Is it wrong in principle to object to the result of the 2016 Brexit referendum? There are some good arguments why the result should be implemented, but the Prime Minister today initially planned to make the worst possible argument for it – an argument which suggested hypocrisy of her colleagues, and dishonesty by herself.
Her planned speech (which was amended after criticism circulated online) referred to the 1997 Welsh referendum on devolution, which led to Welsh voters voting in favour of the proposed Welsh assembly by just 50%, on a turnout of about 50%. The Prime Minister originally intended to claim that despite this narrow vote “the result was accepted by both sides and the popular legitimacy of that institution has never seriously been questioned.”

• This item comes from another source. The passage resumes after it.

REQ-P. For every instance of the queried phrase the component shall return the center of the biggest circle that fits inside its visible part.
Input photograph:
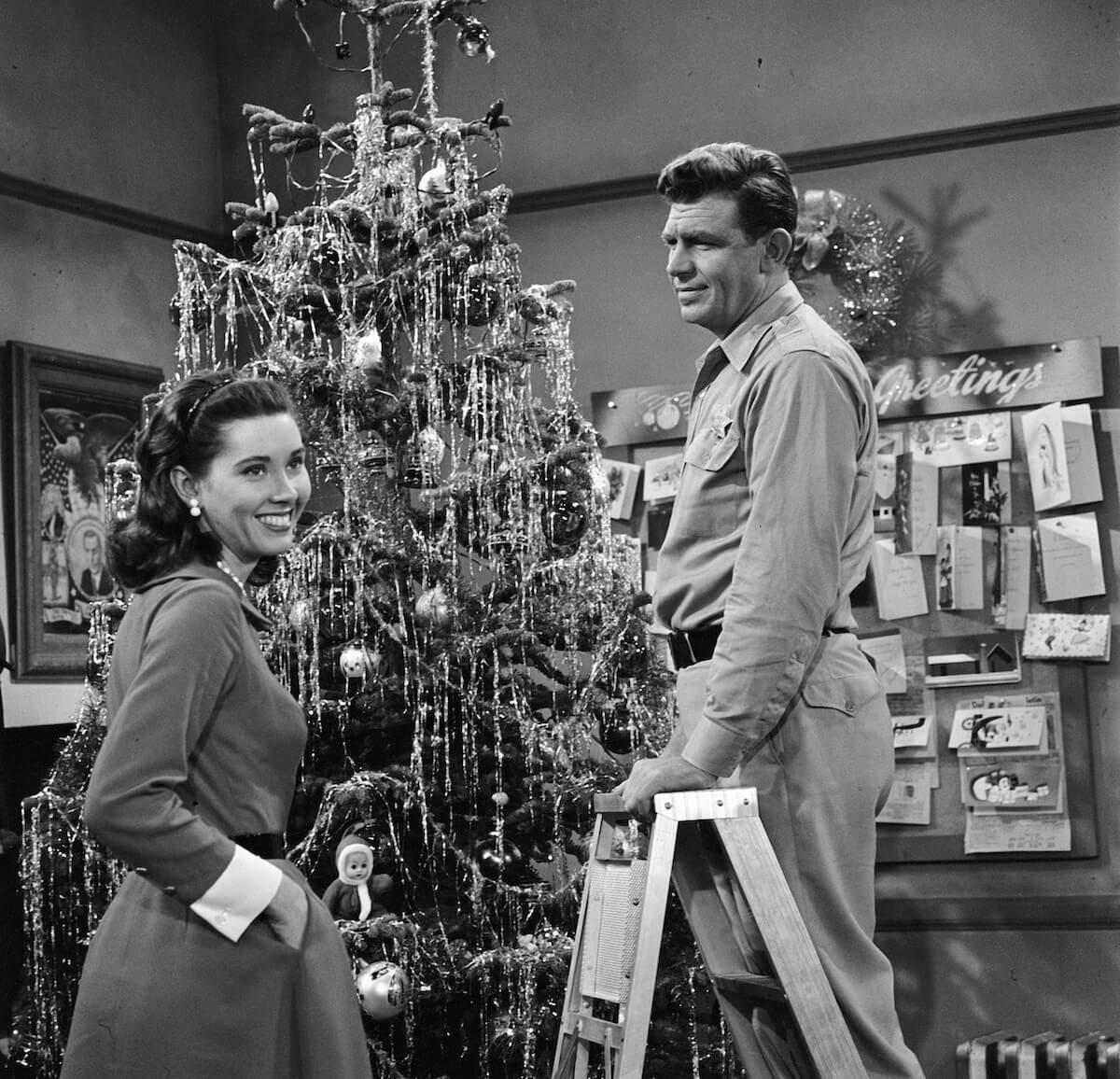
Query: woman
(214, 960)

This would be a good argument – if it were true. In fact, both parts of it are false. As the journalist Stephen Bush pointed out, in the 2005 election, the Conservative party manifesto argued for a referendum on whether the Welsh assembly should be retained, despite the previous vote in favour. So the legitimacy of that institution was seriously questioned, by the Conservative party, at a time when the Prime Minister and many Brexiteers were Conservative MPs. And they called for the very thing – a further referendum – which they reject as an outrageous idea when it comes to Brexit, and are very reluctant to accept as regards Scottish independence.
However, one can distinguish between trying to reverse a referendum result after implementing it – as in the 2005 election – and reversing it even before it had been implemented, as critics of Brexit seek to do today. But this distinction doesn’t help the Prime Minister’s argument – because contrary to what she had planned to say in her speech, her party did not accept the result of the 1997 Welsh referendum, even before it was implemented.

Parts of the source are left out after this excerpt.